- The paper presents the novel Mean Absolute Directional Loss (MADL) function that aligns model training with directional accuracy in financial forecasting.
- It employs a rigorous walk-forward methodology to compare transformer and LSTM models using daily data across multiple financial asset classes.
- Results reveal that transformer models optimized with MADL achieve higher risk-adjusted returns in both equity and cryptocurrency markets.
Introduction
The paper "Alternative Loss Function in Evaluation of Transformer Models" (2507.16548) introduces the Mean Absolute Directional Loss (MADL) function for evaluating the performance of machine learning models, particularly in the context of quantitative finance. The research evaluates and compares the efficacy of Transformer and LSTM models in generating trading signals for both equity and cryptocurrency markets. The study adopts a rigorous walk-forward methodology over extended out-of-sample periods, contributing valuable insights into algorithmic investment strategies.
Theoretical Foundations
The Transformer model, characterized by its self-attention mechanism and parallelizable architecture, offers advantages in handling sequential data efficiently, which makes it a suitable candidate for time-series forecasting tasks. In contrast, LSTM models utilize a recursive structure with memory cells and gating mechanisms but suffer from limitations in scalability due to their sequential processing nature.

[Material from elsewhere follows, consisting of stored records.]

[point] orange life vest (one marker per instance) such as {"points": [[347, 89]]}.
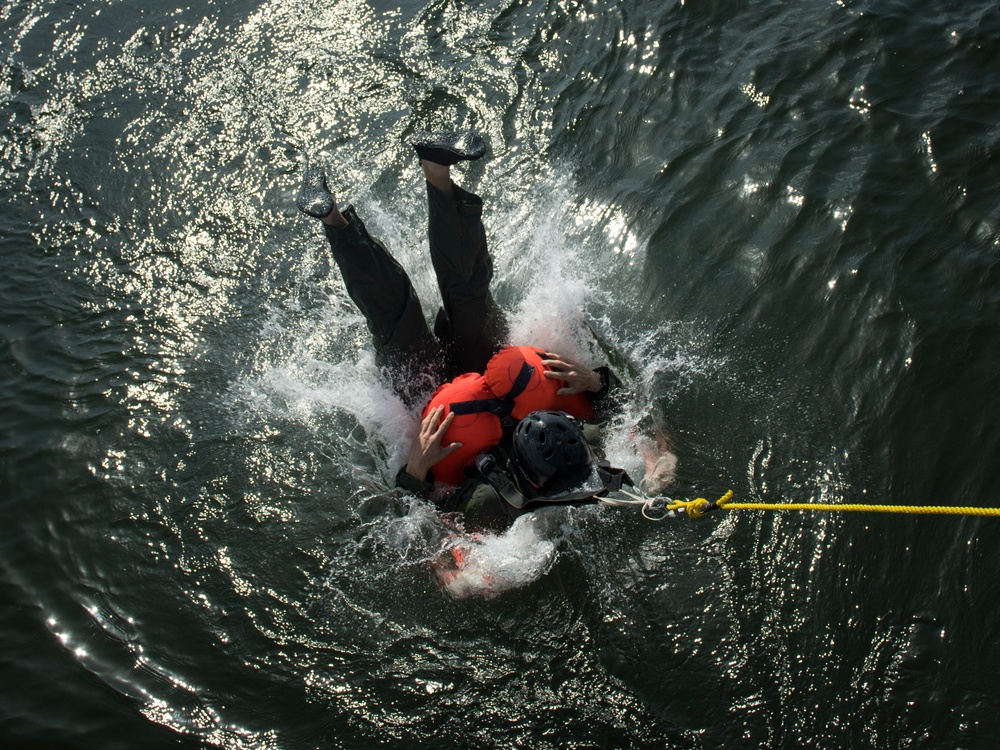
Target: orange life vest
{"points": [[540, 393], [513, 386]]}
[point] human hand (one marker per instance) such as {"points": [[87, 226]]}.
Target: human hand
{"points": [[576, 377], [427, 449]]}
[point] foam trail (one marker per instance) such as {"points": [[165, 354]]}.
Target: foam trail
{"points": [[487, 565]]}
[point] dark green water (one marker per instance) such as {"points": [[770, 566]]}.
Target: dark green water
{"points": [[782, 218]]}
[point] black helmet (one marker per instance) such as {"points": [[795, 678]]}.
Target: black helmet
{"points": [[551, 451]]}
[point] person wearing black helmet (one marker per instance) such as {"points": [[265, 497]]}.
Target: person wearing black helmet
{"points": [[547, 457]]}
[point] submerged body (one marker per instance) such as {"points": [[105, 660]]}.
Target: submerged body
{"points": [[492, 484]]}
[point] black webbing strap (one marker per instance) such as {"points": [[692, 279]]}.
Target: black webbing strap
{"points": [[501, 407]]}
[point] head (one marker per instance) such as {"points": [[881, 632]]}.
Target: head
{"points": [[551, 451]]}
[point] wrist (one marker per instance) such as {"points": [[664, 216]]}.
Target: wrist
{"points": [[596, 382], [416, 471]]}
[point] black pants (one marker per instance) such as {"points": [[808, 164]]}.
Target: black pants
{"points": [[469, 328]]}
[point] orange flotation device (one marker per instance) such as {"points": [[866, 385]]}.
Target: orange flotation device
{"points": [[540, 393], [513, 386], [475, 430]]}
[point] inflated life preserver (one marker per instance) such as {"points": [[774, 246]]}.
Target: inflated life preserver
{"points": [[540, 393], [513, 386], [475, 430]]}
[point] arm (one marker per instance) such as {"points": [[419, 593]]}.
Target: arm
{"points": [[427, 449]]}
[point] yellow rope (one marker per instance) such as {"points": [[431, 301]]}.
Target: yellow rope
{"points": [[948, 510]]}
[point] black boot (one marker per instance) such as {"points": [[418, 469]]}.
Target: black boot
{"points": [[447, 148]]}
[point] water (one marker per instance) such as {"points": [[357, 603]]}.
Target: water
{"points": [[781, 222]]}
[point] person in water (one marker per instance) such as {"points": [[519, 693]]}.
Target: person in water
{"points": [[542, 456]]}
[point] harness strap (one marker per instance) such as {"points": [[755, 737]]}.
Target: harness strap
{"points": [[501, 407]]}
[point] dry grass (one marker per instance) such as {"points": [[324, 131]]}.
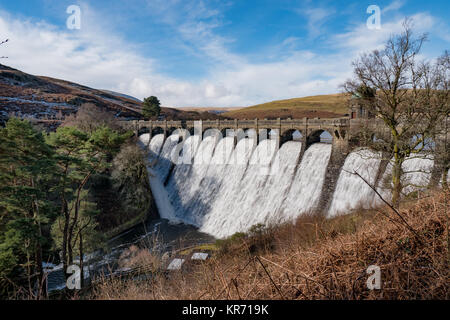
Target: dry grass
{"points": [[322, 106], [318, 259]]}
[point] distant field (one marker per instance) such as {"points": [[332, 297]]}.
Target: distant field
{"points": [[322, 106], [214, 110]]}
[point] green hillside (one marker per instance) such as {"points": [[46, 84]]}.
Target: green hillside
{"points": [[322, 106]]}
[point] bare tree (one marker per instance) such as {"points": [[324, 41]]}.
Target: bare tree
{"points": [[408, 98], [3, 42]]}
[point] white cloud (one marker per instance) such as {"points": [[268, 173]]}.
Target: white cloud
{"points": [[99, 58]]}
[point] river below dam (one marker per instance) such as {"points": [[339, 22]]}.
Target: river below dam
{"points": [[213, 187], [222, 185]]}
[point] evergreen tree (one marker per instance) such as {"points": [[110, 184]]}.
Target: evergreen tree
{"points": [[26, 164], [151, 107]]}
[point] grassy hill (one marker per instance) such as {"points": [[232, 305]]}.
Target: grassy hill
{"points": [[316, 258], [322, 106]]}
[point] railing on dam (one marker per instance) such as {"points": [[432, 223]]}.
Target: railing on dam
{"points": [[239, 123]]}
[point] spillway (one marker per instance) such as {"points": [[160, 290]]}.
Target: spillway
{"points": [[351, 191], [227, 185], [305, 191]]}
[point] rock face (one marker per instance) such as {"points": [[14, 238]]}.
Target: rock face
{"points": [[50, 100], [44, 98]]}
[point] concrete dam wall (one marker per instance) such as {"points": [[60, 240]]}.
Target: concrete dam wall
{"points": [[224, 185]]}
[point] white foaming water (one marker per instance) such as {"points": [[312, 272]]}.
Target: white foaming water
{"points": [[416, 175], [228, 189], [179, 178], [216, 219], [213, 179], [305, 191], [160, 195], [238, 215], [155, 147], [164, 162], [278, 183], [351, 191], [187, 186]]}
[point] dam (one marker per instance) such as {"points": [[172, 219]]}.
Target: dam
{"points": [[226, 181]]}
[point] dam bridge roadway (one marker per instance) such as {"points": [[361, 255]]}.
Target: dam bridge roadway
{"points": [[343, 131]]}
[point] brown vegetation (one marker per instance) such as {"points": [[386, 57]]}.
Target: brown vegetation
{"points": [[322, 106], [318, 258]]}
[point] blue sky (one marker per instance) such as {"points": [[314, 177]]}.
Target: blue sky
{"points": [[208, 53]]}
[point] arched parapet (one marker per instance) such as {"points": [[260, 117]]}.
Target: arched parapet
{"points": [[319, 135], [212, 132], [143, 130], [157, 130], [292, 135]]}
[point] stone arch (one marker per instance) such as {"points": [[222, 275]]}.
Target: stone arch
{"points": [[157, 130], [320, 135], [171, 130], [291, 135], [143, 130], [228, 132], [207, 132]]}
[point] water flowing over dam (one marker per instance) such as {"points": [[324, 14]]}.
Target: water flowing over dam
{"points": [[227, 185]]}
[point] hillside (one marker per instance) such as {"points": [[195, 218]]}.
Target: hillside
{"points": [[322, 106], [49, 99]]}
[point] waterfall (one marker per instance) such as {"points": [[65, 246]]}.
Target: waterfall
{"points": [[223, 188], [228, 193], [157, 171], [416, 175], [305, 191], [235, 216], [278, 183], [351, 191]]}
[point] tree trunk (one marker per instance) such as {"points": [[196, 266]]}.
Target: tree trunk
{"points": [[65, 236], [396, 181], [81, 261]]}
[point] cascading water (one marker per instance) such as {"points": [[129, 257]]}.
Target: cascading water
{"points": [[235, 217], [351, 191], [416, 175], [157, 171], [278, 183], [187, 186], [222, 188], [228, 192], [305, 191]]}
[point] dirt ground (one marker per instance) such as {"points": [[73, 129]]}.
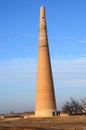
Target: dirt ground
{"points": [[55, 123]]}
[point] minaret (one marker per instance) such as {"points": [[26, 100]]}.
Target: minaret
{"points": [[45, 96]]}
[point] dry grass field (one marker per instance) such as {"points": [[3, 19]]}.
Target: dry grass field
{"points": [[55, 123]]}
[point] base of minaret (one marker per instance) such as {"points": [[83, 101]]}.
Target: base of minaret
{"points": [[45, 113]]}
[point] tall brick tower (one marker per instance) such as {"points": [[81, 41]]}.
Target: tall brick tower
{"points": [[45, 96]]}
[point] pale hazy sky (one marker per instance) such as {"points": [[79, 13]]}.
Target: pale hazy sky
{"points": [[19, 30]]}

Figure 1: The structure of the Transformer model with special attention to input and output layers.
The MADL function specifically addresses challenges in selecting loss functions that align better with investment strategy objectives. By focusing on the directional accuracy of forecasts and accounting for the magnitude of errors, MADL optimizes model outputs for trading applications.
Methodology
The methodology centers on empirical testing of Transformer and LSTM models applied to six assets—JP Morgan, S&P 500, Exxon Mobil, Bitcoin, Ethereum, and Litecoin. Daily data spanning several years form the basis for training and evaluation. The study applies the MADL function in model optimization to identify long/short signals, employing a rolling walk-forward procedure to mitigate overfitting and ensure robustness.
Figure 2: Transformer model with two different attention mechanisms: Scaled Dot-Product Attention and Multi-Head Attention.
Hyperparameters were carefully selected to ensure the models could effectively capture patterns in the time-series data. The Transformer model configuration consists of multi-head attention layers, crucial for capturing dependencies across input sequences and enhancing prediction accuracy.
Implementation and Experimentation
Training involved the use of the Adam optimizer with specified hyperparameters to facilitate convergence. The walk-forward validation strategy allows continuous adaptation of model parameters as new data becomes available, ensuring the models remain relevant over extended periods.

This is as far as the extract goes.